1日午前8時55分ごろ、鳴門市北灘町沖の海上に竜巻の前段階に発生する漏斗雲が現れ、付近を車で走行していた徳島市の歯科医、富塚正敏さん(71)がカメラに収めた。徳島地方気象台は「ここまではっきりと見られるのは珍しい」としている。突風による被害は確認されていない。

鳴門市北灘町で撮影された漏斗雲=1日午前8時55分ごろ、鳴門市北灘町(富塚さん提供)

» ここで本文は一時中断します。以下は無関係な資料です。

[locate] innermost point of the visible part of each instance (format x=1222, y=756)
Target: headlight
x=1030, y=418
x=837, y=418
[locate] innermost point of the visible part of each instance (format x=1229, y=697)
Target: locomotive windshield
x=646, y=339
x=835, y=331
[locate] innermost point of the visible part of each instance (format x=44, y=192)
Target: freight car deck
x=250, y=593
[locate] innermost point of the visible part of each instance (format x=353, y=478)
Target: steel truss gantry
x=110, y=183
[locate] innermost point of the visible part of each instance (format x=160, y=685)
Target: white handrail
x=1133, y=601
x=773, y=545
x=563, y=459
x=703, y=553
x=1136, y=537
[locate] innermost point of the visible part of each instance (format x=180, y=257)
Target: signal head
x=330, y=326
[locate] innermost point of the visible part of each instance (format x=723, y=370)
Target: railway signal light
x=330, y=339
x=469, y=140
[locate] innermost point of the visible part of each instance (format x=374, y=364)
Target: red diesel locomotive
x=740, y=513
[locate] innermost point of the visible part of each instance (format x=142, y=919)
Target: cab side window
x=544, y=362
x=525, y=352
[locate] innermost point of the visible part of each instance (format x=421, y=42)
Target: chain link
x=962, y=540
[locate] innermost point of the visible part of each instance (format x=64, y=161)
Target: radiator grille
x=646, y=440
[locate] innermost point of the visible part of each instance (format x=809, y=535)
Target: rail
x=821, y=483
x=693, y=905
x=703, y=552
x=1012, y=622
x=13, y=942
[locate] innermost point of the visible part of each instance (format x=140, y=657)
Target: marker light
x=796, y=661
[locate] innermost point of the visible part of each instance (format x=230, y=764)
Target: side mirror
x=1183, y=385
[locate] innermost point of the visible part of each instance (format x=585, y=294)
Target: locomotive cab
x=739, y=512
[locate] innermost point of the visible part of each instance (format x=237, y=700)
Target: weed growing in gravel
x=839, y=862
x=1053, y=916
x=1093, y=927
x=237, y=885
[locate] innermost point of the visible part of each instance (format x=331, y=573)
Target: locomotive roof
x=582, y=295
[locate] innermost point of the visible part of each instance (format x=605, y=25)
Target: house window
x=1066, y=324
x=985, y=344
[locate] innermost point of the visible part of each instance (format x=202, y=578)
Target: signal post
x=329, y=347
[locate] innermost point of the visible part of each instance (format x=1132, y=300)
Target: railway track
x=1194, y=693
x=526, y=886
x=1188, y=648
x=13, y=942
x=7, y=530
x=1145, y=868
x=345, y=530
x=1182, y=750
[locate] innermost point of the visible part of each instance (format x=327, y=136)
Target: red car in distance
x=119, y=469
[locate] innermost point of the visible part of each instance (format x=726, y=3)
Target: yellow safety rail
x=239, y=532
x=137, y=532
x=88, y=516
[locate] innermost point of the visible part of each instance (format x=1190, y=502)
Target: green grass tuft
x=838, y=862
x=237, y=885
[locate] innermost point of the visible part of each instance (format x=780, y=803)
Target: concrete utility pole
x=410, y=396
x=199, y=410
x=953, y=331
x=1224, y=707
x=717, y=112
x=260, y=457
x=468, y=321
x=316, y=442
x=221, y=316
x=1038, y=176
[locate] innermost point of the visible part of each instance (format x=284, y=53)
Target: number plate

 気象台によると、当時の県内は高気圧に覆われて晴れていたが、一部で大気の状態が不安定だった。漏斗雲は積乱雲から垂れ下がって柱状に伸び、発達すると竜巻になる。悪天候で降雨を伴うなどして見にくい場合が多いという。

 富塚さんは海に面した国道11号を高松方面に車で走行中に、沖合数百メートルに竜巻のような細長い雲が発生しているのに気付き、車を止めてスマートフォンで撮影した。「こちらに向かって来るのではないかと怖くなり、慌てて進み出した直後に夕立のような雨が降ってきた。雲が消えるまでは数分の出来事だった」と振り返った。

 県内では2007年に徳島市で、08年と12年に鳴門市と近くの海上で竜巻が確認されている。